The art of British comedy is a delicate balance of farce, ribaldry, and wit. Mix all of those elements in the right measure, and you'll have a screaming good time. But should you run afoul of just one of those three factors, you'll find yourself screaming for all of the wrong reasons. Mortdecai is a special case though, as it fails in all three categories, and does so in abundance.
Lord Charlie Mortdecai (Johnny Depp) is on the verge of bankruptcy to the British government. In a last ditch effort to keep his wife (Gwyneth Paltrow) and his manservant (Paul Bettany,) Mortdecai agrees to work with MI5's top man (Ewan McGregor) to track down a lost painting that has fallen into terrorist hands. With a lot of money riding on this lost work of art, Mortdecai has to stay alive and stay ahead of the game if he plans on living to see tomorrow, as well as cashing his check.
Mortdecai would have been a funny movie if it were released right after Austin Powers: International Man Of Mystery in 1997. All throughout the film, I kept expecting someone to scream, “Yeah, baby!” as the film was awash in the hyper-colorful foppish charm that Jay Roach's infinitely superior film soaked itself in so long ago. Instead of being a fun deconstruction of a previously popular genre, Mortdecai tries so hard at being a heist comedy with a tinge of spy action, but fails to deliver the thrills or laughs that either of those types of movies could bring at their best game.
The biggest problem of all is, surprise, Johnny Depp's performance as the titular fop. Right from the beginning, his histrionics are cranked to 11, with the knob broken off for good measure. What looked funny in small, trailer-sized doses turns into an interminable death march when applied to an almost two-hour run time. Right behind Depp is Gwyneth Paltrow, who must have been thrilled to receive the call to be in this film, as it allowed her to indulge in her one true passion: acting British. If you can call stringing along a pathetically one note Ewan McGregor a serviceable subplot, then your tastes are clearly in tune with this film's sensibilities.

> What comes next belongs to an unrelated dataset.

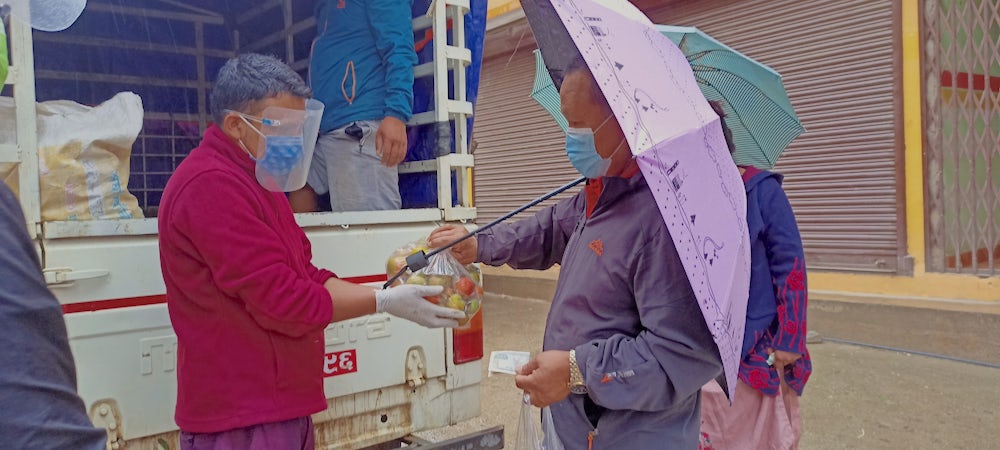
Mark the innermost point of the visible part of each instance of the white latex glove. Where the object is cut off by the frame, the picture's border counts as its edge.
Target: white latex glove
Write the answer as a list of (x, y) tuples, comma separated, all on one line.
[(407, 301)]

The cast member I feel the most sorry for is the always game Paul Bettany, who has let himself get suckered into another underwhelming Johnny Depp vehicle. Much like his performance in Transcendence, Bettany brightens the screen with his trademark charm and comedic timing as manservant Jock. In fact, a whole film centered around Jock, with Lord Mortdecai as a secondary character, might have been the better route to go – as that would have limited Depp's foppishness into smaller portions. Either that, or they should have gotten Robert Downey Jr. to play the titular role instead, as his experiences with Bettany and Paltrow might have yielded a film that at least looked fun to make.
If you're looking for a film that's biggest running gags are cowardice and aversion to facial hair that would make a hipster stand up and applaud, then Mortdecai is the film for you. But if you long for more substance and style in your madcap comedy caper, then you're going to be waiting for a good long while. If some of the lavish production budget were spent less on costumes and more on re-writes, we might have had a film worth watching. The brightest spot of Mortdecai's failure is that there's now a Johnny Depp film on the books that makes Transcendence look like an infinitely better night at the movies.